Performance calendars, like here, illustrate this concept well. However music fans who are planning their first visit to NYC might want to consider planning their vacation around one of the city’s music festivals.

Traditional and Showcase Events

The Governors Ball is one of the longest running festivals around and has definitely earned the title of “Best New York Summer Music Festival.” The three-day festival kicks off June 3rd and features a diverse lineup including Beck, Kanye West, Courtney Barnett, Eagles of Death Metal, Death Cab for Cutie, Killers, and Bat for Lashes.
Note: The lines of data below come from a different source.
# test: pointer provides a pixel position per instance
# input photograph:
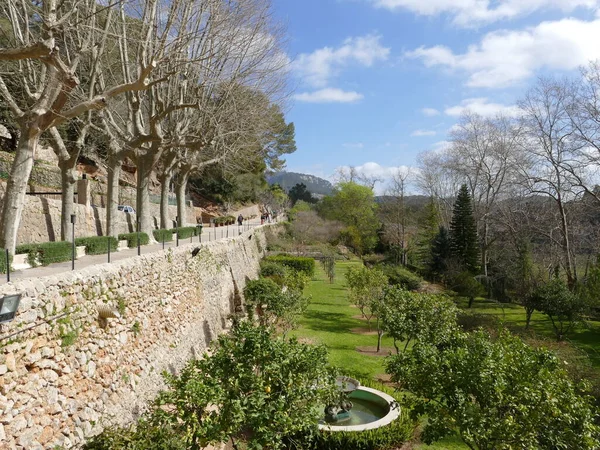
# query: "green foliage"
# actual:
(163, 235)
(328, 264)
(440, 254)
(46, 253)
(463, 232)
(299, 192)
(354, 206)
(498, 394)
(413, 317)
(275, 306)
(274, 270)
(401, 276)
(266, 388)
(366, 289)
(97, 245)
(565, 309)
(465, 285)
(299, 206)
(132, 239)
(185, 232)
(428, 229)
(299, 263)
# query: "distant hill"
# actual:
(288, 180)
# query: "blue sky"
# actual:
(376, 82)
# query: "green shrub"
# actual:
(300, 263)
(185, 232)
(271, 269)
(400, 276)
(97, 245)
(132, 238)
(46, 253)
(163, 235)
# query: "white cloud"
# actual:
(430, 112)
(420, 133)
(329, 95)
(354, 145)
(441, 146)
(482, 107)
(317, 68)
(375, 170)
(505, 57)
(473, 12)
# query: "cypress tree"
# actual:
(463, 232)
(440, 252)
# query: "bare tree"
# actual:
(550, 145)
(41, 82)
(394, 214)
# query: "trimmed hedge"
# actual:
(163, 234)
(131, 239)
(300, 263)
(186, 232)
(97, 245)
(46, 253)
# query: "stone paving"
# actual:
(209, 234)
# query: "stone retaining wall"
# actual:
(65, 379)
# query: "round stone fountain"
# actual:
(359, 408)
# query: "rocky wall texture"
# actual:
(40, 221)
(73, 373)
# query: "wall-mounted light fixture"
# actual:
(8, 307)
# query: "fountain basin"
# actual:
(372, 409)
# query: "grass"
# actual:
(513, 316)
(329, 320)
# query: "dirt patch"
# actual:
(372, 350)
(431, 288)
(364, 331)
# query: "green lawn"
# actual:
(587, 338)
(329, 321)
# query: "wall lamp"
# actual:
(8, 307)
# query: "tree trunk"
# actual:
(165, 181)
(16, 187)
(144, 171)
(67, 181)
(180, 187)
(112, 194)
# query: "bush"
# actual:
(185, 232)
(97, 245)
(46, 253)
(163, 235)
(300, 263)
(131, 239)
(401, 276)
(270, 269)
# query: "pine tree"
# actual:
(463, 232)
(427, 233)
(440, 252)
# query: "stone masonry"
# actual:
(74, 372)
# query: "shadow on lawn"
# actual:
(328, 321)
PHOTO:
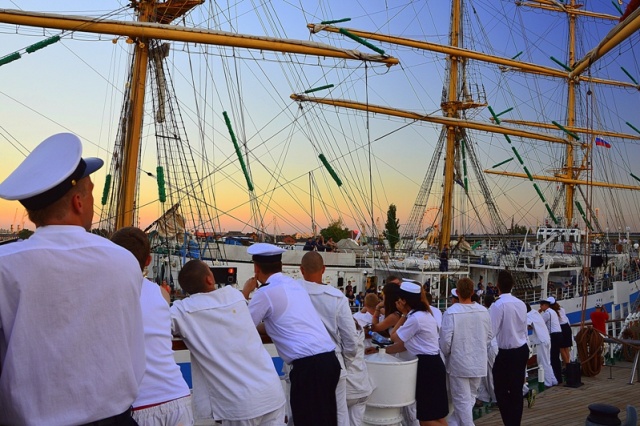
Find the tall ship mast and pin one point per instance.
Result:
(486, 128)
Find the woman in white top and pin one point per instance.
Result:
(417, 333)
(552, 322)
(567, 337)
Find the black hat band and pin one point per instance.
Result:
(40, 201)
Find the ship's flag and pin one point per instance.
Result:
(602, 142)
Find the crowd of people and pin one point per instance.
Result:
(95, 347)
(319, 244)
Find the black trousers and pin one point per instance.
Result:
(508, 378)
(313, 390)
(556, 365)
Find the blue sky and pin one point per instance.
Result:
(76, 85)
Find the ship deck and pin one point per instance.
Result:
(568, 406)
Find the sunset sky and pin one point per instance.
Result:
(77, 86)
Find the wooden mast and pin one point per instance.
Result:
(153, 22)
(451, 109)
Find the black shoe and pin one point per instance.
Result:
(531, 398)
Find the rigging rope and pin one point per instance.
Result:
(590, 348)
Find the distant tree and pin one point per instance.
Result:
(517, 229)
(392, 228)
(24, 234)
(336, 231)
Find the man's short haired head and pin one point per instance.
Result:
(51, 175)
(371, 300)
(464, 288)
(392, 279)
(136, 241)
(429, 297)
(488, 300)
(505, 281)
(193, 276)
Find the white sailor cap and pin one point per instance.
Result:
(49, 172)
(410, 286)
(266, 253)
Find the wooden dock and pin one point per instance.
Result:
(567, 406)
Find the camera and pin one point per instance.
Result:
(224, 275)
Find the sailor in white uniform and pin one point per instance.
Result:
(464, 338)
(509, 321)
(282, 307)
(71, 337)
(234, 380)
(164, 398)
(552, 321)
(541, 338)
(333, 308)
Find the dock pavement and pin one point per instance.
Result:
(567, 406)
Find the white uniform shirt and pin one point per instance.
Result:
(233, 375)
(540, 333)
(419, 334)
(363, 318)
(464, 339)
(71, 339)
(334, 311)
(563, 316)
(509, 321)
(551, 320)
(437, 314)
(290, 319)
(162, 380)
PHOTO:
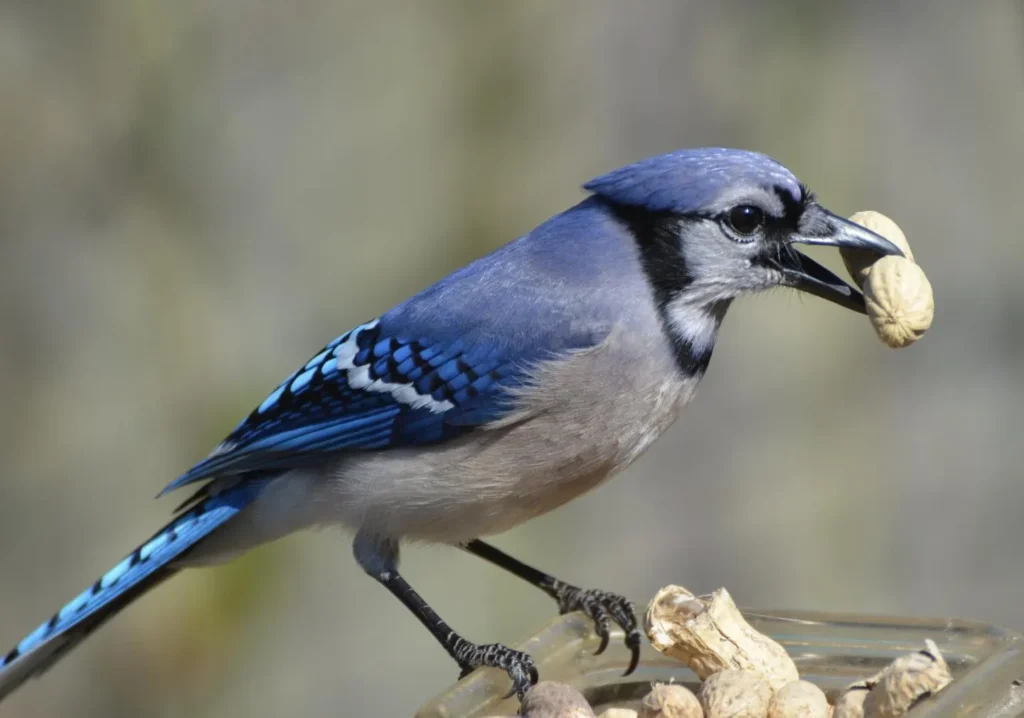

The producers of Coachella are also planning to bring the Panorama Festival to the City in July. The festival has run into a number of obstacles, including being forced to change the dates and location due to opposition from the Governors Ball organizers. While the Coachella producers have managed to make camping in the California desert cool based on the festival’s lineup, art installations, and general vibe, the Panorama Festival seems to be a bit up in the air. The lineup for Panorama has not yet been announced, but is well worth watching if you are planning to travel in July.

If discovering new artists is more your thing, consider the CMJ Music Marathon which happens in October. The weeklong event, which is celebrating its 36th anniversary, features concerts and showcases at venues throughout New York along with conferences, parties, and other events.

Record Shopping

New York remains one of the best destinations for music lovers, including record shops as well. While some of the fabled shops have unfortunately closed their doors, there remain a number of excellent choices for those who prefer discs over downloads.


The Thing in Brooklyn is more like a garage sale than a shop. There is no organization, no labels, no prices, just boxes and stacks of music from polka to obscure rock and hip hop singles. If a slightly more organized approach is more to your liking Rebel Records has one of the best selections of vinyl, including imports, that you will find anywhere. The staff is incredibly knowledgeable and friendly.

If you prefer a more traditional shopping experience, Rough Trade boasts a great selection of CDs with the bonus of a having a venue in the back that often features local and traveling artists. Classical and Jazz fans should include a visit to The Academy which is well known for its unsurpassed inventory of jazz and classical recordings on CD and vinyl.


New York hotels rank in the top five in the US in terms of costs, which can seriously eat into you music budget. Visitors can save a bundle by booking their stay through sites like Owners Direct   and AirBnB, which feature everything from efficiency apartments to brownstones suitable for large groups.

Even with the uncertainty of the Panorama Festival, the 2016 vacation season includes many reasons for the music fan to include NYC in their plans.